Interpretability: Visualizing Intermediate Activations

Per Chapter 5 of Chollet’s Deep Learning with Python, we’ve trained a simple dog/cat CNN classifier.

%pylab inline

import helpers
from keras.models import load_model
from keras import models
from keras.utils import plot_model

model = load_model('cats_and_dogs_small_2.h5')
Now, we want to understand why this “black box algorithm” makes the determinations that it does.

We’ll do this by loading up a sample image, show it to the Network, then inspect how the different components react to the data it sees.

Image Preprocessing

First things first, here’s a cat.

img_path = 'images/cat.jpg'

from keras.preprocessing import image

img_tensor = image.load_img(img_path, target_size=(150, 150))


Of course, we’ll need to go from image to numerical representation.

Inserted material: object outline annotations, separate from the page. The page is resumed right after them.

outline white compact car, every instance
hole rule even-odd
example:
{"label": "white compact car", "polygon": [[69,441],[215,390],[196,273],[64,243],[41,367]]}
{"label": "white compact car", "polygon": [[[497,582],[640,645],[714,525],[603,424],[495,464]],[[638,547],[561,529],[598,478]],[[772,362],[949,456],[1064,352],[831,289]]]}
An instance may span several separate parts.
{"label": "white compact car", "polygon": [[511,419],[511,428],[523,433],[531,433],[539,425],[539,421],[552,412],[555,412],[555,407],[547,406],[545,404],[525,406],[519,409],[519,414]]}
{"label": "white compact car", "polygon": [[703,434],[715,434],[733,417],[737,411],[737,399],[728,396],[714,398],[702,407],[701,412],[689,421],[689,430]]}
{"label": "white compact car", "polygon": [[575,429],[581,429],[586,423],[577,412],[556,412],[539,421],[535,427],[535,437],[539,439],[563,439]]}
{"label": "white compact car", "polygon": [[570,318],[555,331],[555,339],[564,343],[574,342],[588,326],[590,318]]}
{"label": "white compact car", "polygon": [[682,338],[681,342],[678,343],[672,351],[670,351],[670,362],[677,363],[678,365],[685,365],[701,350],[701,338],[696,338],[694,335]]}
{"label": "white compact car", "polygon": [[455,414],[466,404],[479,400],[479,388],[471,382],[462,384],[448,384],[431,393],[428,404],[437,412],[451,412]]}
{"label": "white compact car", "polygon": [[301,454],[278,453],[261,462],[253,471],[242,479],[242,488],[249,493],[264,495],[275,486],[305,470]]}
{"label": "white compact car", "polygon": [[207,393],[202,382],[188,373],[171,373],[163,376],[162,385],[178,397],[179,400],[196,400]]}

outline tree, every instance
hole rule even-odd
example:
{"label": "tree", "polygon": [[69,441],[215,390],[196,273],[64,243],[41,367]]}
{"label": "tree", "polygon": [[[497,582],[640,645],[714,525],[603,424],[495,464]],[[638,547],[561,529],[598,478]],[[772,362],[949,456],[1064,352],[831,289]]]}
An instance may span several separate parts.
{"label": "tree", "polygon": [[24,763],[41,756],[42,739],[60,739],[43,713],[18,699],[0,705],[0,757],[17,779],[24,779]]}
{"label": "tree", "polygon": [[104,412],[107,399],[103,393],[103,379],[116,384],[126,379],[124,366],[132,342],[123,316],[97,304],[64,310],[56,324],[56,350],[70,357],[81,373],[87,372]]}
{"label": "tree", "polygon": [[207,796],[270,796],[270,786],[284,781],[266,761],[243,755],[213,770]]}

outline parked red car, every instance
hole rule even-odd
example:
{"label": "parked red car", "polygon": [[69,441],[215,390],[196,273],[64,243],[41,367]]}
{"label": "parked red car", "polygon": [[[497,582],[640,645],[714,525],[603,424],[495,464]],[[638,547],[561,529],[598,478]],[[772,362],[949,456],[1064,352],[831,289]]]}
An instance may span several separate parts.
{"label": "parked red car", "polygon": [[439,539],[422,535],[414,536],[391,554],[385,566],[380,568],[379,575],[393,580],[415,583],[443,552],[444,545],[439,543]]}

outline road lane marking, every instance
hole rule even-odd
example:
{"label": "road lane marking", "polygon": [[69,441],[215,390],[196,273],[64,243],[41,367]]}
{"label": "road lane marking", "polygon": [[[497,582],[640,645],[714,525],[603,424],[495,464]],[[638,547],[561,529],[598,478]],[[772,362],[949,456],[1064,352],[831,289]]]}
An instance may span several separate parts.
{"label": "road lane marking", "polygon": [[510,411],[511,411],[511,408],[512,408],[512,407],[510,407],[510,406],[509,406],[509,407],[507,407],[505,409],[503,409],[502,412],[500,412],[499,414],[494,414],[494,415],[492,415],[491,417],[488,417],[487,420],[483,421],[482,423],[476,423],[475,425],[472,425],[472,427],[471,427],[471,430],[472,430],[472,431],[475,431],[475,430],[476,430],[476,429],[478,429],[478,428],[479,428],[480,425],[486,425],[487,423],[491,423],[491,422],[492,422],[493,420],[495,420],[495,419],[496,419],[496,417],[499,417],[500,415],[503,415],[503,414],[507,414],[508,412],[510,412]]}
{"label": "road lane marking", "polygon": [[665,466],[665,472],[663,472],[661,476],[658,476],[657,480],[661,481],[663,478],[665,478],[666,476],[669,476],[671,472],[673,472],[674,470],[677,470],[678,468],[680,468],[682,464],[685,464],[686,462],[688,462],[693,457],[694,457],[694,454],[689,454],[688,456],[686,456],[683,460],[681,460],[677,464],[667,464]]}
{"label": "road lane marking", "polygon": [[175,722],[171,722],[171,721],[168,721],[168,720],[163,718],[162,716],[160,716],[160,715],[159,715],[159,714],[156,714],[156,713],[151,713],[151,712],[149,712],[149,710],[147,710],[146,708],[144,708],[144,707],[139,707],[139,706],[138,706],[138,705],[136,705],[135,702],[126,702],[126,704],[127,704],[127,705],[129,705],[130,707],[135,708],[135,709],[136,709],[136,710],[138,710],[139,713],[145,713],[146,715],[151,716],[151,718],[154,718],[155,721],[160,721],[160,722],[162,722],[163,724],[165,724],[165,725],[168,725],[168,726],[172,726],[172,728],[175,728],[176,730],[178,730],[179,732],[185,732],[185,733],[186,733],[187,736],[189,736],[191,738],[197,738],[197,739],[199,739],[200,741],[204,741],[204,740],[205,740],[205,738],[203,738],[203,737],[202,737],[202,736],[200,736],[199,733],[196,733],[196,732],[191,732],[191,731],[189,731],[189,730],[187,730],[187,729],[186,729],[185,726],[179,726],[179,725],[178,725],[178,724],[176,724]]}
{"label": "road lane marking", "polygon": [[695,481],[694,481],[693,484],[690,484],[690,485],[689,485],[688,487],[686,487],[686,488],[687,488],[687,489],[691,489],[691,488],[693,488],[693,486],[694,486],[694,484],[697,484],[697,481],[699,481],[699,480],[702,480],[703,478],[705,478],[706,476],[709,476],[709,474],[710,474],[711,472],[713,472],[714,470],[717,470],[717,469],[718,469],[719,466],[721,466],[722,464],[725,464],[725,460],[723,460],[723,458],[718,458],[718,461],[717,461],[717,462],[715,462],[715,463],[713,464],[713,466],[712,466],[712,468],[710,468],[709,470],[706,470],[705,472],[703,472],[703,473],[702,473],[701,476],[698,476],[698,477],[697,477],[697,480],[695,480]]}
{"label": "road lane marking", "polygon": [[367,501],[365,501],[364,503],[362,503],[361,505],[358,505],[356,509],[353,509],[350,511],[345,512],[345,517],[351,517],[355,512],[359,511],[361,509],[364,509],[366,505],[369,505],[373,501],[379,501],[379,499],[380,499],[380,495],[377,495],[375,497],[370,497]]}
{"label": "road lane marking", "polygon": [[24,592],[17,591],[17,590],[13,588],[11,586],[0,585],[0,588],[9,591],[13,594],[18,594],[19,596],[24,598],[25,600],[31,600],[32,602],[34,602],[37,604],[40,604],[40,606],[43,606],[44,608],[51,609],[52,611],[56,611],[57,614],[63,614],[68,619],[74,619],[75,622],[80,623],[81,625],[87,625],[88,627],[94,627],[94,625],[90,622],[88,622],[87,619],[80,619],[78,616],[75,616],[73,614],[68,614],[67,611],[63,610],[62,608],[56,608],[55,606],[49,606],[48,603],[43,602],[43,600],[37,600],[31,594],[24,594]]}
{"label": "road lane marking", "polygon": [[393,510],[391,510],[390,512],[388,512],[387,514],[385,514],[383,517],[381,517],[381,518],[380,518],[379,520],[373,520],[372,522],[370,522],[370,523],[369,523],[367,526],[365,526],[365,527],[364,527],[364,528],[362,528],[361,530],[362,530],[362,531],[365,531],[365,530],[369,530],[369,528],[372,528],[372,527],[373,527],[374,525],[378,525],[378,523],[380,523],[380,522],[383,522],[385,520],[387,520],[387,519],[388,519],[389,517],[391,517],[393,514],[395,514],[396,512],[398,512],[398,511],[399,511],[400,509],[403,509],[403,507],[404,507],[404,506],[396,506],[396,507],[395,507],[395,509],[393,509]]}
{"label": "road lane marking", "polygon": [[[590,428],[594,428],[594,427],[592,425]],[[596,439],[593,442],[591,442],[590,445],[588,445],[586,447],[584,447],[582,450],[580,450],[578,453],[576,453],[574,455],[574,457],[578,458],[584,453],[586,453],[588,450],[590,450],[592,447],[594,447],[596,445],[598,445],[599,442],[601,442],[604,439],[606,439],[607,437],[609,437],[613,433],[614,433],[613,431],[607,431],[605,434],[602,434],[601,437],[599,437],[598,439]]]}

The following gives us a vector of shape (height, width, channels)

img_tensor = image.img_to_array(img_tensor)
(150, 150, 3)

But the model expects an input with 4 dimensions (specifically with arbitrarily-many records for the first dimension)

TensorShape([Dimension(None), Dimension(150), Dimension(150), Dimension(3)])

So we’ll transform appropriately with np.expand_dims

img_tensor = np.expand_dims(img_tensor, axis=0)

(1, 1, 150, 150, 3)

Furthermore, the RGB values for the image are comprised of values between 0 and 255

img_tensor.min(), img_tensor.max()
(0.0, 255.0)

But as we know from the various optimization notebooks we’ve written/read, normalizing our values to be between 0 and 1 helps speed up training due to faster convergence.

img_tensor /= 255.

Finally, our image vector is good to go.



Cracking the Network Open

So we’ve got this stacked model with a bunch of layers

Layer (type)                 Output Shape              Param #   
conv2d_21 (Conv2D)           (None, 148, 148, 32)      896       
max_pooling2d_21 (MaxPooling (None, 74, 74, 32)        0         
conv2d_22 (Conv2D)           (None, 72, 72, 64)        18496     
max_pooling2d_22 (MaxPooling (None, 36, 36, 64)        0         
conv2d_23 (Conv2D)           (None, 34, 34, 128)       73856     
max_pooling2d_23 (MaxPooling (None, 17, 17, 128)       0         
conv2d_24 (Conv2D)           (None, 15, 15, 128)       147584    
max_pooling2d_24 (MaxPooling (None, 7, 7, 128)         0         
flatten_6 (Flatten)          (None, 6272)              0         
dropout_3 (Dropout)          (None, 6272)              0         
dense_11 (Dense)             (None, 512)               3211776   
dense_12 (Dense)             (None, 1)                 513       
Total params: 3,453,121
Trainable params: 3,453,121
Non-trainable params: 0

We don’t care about the last 4 layers because they’re used for the actual consolidation/prediction and can’t be neatly traced back to the image itself.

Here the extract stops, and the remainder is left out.